Vado in camera mia a vedere “Ulisse il piacere della
conoscenza!” Bacioni a
tutti!” annunciò Cappello di paglia facendo la sua
momentanea uscita di scena.
Nami,
che come al solito la sapeva più lunga di tutti, fissava
l’archeologa che
russava con tanto di bolla al naso con aria disgustata, quindi disse:
“Chopper,
provagli la febbre! Se qui c’è qualcosa di strano,
lo scoprirò!”.
La
mattina successiva tutti quelli che si recarono sul ponte si trovarono
davanti
Robin che, novella acrobata, camminava sul parapetto tenendosi in
equilibrio
sulle mani e sghignazzando.
“UAOOOOOO!!!!Sei
fortissima!!!” esclamò sbalordito Usopp
strabuzzando gli occhi.
Chopper
gli salì sulle spalle per meglio vedere e gli fece eco:
“Sei un mitooo!
Robin!Robin!”.
“Smettetela
voi due imbecilli! Non c’è niente da
ridere!” urlò la navigatrice, che poi
decise di tentare un approccio diplomatico per capire quanto
l’altra fosse sana
di mente.
“Cara,
sei sicura di star bene? Se vuoi puoi andare a riposarti in camera tua
e a
leggere il tuo bel libro…Che ne dici?”
domandò lei esponendo un sorriso a
trentadue denti.
“Io
dico che sei troppo nervosa carina! Perché non ti rinfreschi
un po’ le idee?”
fece l’archeologa e con un gesto fulmineo afferrò
Nami per un braccio e la
scagliò fuoribordo, restando in equilibrio.
Fra le
risate sguaiate degli spettatori la ragazza annaspò
miseramente, anche se poi,
forte degli insegnamenti di Arlong, era stato un gioco da ragazzi per
lei
raggiungere la nave e scalare la fiancata piantando le unghie nel
legno, tanta
era la collera che provava.
Chopper
e Usopp si nascosero dietro l’albero tremando di paura,
mentre Nami si faceva
avanti sputando litri di acqua marina e strizzandosi i vestiti per
asciugargli.
“Ora
vediamo chi comanda qui, buffona dei miei stivali”

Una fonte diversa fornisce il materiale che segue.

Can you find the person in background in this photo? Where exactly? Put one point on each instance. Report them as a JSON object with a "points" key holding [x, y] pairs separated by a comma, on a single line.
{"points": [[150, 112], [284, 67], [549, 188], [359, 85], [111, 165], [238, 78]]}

gridò fuori dalla grazia di
Dio, ma Robin replicò con una linguaccia.
Si
scatenò una folle corsa con l’archeologa che
correva in lungo e in largo sbraitando
giocosamente: “Non mi prendi! Non mi prendi!”,
tallonata dalla navigatrice che
agitava in aria i pugni.
In
quell’istante Sanji era alle prese con un dilemma.
Per
pranzo aveva preparato una torta, solo che poi si era impantanato a
risolvere
un’equazione necessaria, secondo il libro di ricette, a
stabilire quante fette
dovessero toccare a ciascuna persona.
In un
normale liceo tali frazioni vengono insegnate già in seconda
solo che, poiché
il nostro cuoco non era mai stato a scuola, era già tanto se
riusciva a fare le
divisioni.
Il
biondo si sforzava, scriveva, mordeva la penna, si concentrava
poggiando le mai
sulle tempie, ma era tutto inutile.
“Zoro
,secondo te quanto fa 27x = 81?”.
“E che
ne so?” rispose lo spadaccino intento a pulire le sue lame.
“Io non so neanche
leggere e scrivere! Per quanto mi riguarda potresti chiederlo anche a
Rufy!”
aggiunse sarcasticamente indicando il capitano che, seduto su una sedia
in un
angolo, leggeva un trattato di geometria analitica attraverso due
occhiali
quadrati e spessi che gli davano davvero un’aria da
professorino.
“Allora
signor intelligentone, visto che sei diventato un genio,
perché non mi
rispondi?”.
Cappello
di paglia alzò gli occhi con sufficienza come per dire
“Dici a me, stupido
mortale?”, poi esordì: “Se ci tieni
proprio a saperlo la risposta è x = 3, dove
x sta per una persona. In parole povere, a ognuno toccano tre fette. E
ora vi
saluto, vado a illuminarmi. Chiamatemi ancora se avete bisogno di me.
E’ duro
essere una mente superiore fra tanti sciocchi” ma appena
uscì dalla cucina
qualcuno lo afferrò come con una morsa e lo
trascinò via.
Era
Nami, con tanto di nuvoletta nera sopra la testa, che
nell’altra mano
stringeva, dimostrando una forza erculea, Robin che piangeva e si
divincolava.
I due
furono scaraventati in un angolino, poi la navigatrice
iniziò la ramanzina:
“Allora, non so cosa vi sia accaduto di preciso, ma dal
giorno della botta in
testa siete.. cambiati. Adesso riempite
questi!”esclamò porgendo loro dei
fogli.
Rufy lo
compilò in un attimo con evidente noncuranza, Robin
passò mezz’ora a picchiarsi
la matita sulla fronte e a tracciare sulla carta strani scarabocchi.
I due
fogli erano test d’intelligenza, e quando gli
decifrò Nami ebbe un tuffo al
cuore.
Così
recitavano: QI di Rufy 180, QI di Robin 30!